[Doc-SIG] DPS DTDs

Thu, 13 Sep 2001 01:00:52 -0400

Tony J Ibbs (Tibs) wrote:
> I'll try to explain my point of view, since I'm not sure I
> see yours(!).

Thanks, and 'back atcha'. Writing this intro after writing the bulk
below, I think we may simply be looking at this stuff from different
angles, seeing different silhouettes of the same thing.

Distilled, what I'm saying is:

    I see a fundamental difference between an object representing 'a
    module' and an object representing 'a module's documentation'. The
    trees of the different types of objects may resemble each other in
    shape at first, but the nature of the nodes is very different.
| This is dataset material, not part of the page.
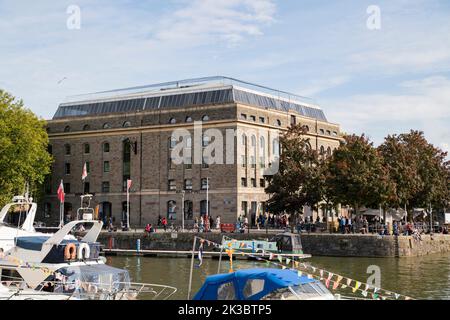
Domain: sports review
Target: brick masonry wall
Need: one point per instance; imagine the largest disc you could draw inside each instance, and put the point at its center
(314, 244)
    The tree resulting from the analysis of Python source (the 'parse
    tree') is specific to the 'Python source' input mode of the DPS,
    and will not be seen outside of this context. Therefore there's no
    reason to codify the schema in the generic DTD; outside of the
    PySource input mode, it isn't useful. This parse tree's schema
    certainly should be documented, possibly as a DTD, but separately
    from the document tree DTD.

Please relax and enjoy this message, safe in the knowledge that it's
just idle discussion. Please don't let me stop you from doing your
thing in your own way. I'm sure it will be useful no matter how things
end up.

> To me it doesn't make sense to have an artificial boundary at any
> level - so a docstring that is not parsed would be <literal> text
> (is that the right tag?),

'literal_block' actually. 'literal' is the inline element.
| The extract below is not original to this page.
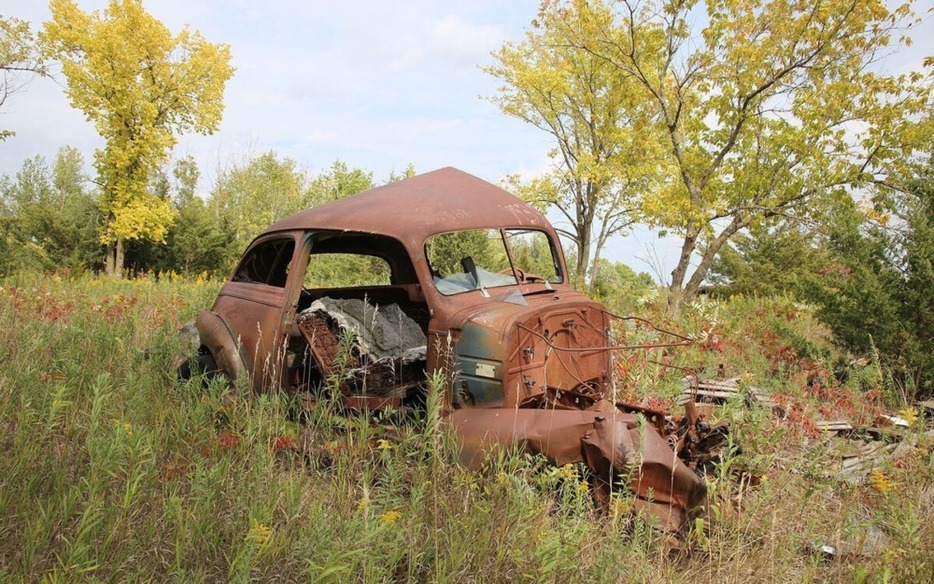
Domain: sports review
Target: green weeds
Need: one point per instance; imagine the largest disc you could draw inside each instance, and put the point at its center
(113, 471)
If you represent docstrings this way, how will you distinguish real
literal_blocks from unparsed raw docstrings?

> Now, in ``dps/specs`` you have ``ppdi.dtd``, which certainly
> *looks* to me as if it is doing the same job as I am doing with my
> <py_xxx> tags - that is, extending the DPS nodes tree "outwards"
> from the docstring into the Python code.

ppdi.dtd is not meant to extend the DPS nodes tree outwards into the
Python code, but to provide specialized elements useful for
*documenting* Python code. It's a subtle distinction but important
IMO. Let's take a simple example::

    # module 'example.py'
    a = 1
    """alphas"""
    b = 2
    """betas"""
    def f(n):
        """Return the f of `n`."""
        return some_expression_involving(n)
    class A:
        """A classy class."""
        def __init__(self):
        """Set up instance attributes."""
            self.count = 0
            """Keep track of things."""

The parse tree might end up looking like this (using indentation to
show structure)::

    [module]
        [name 'example']
        [attribute]
            [name 'a']
            [value 1]
            [docstring """alphas"""]
        [attribute]
            [name 'b']
            [value 2]
            [docstring """betas"""]
        [function]
            [name 'f']
            [parameters]
                [parameter]
                    [name 'n']
            [docstring """Return the f of `n`."""]
        [class]
            [name 'A']
            [docstring """A classy class."""]
            [method]
                [name '__init__']
                [parameters]
                    [self-parameter]
                        [name 'self']
                [docstring """Set up instance attributes."""]
                [attribute]
                    [name 'count']
                    [value 0]
                    [docstring """Keep track of things."""]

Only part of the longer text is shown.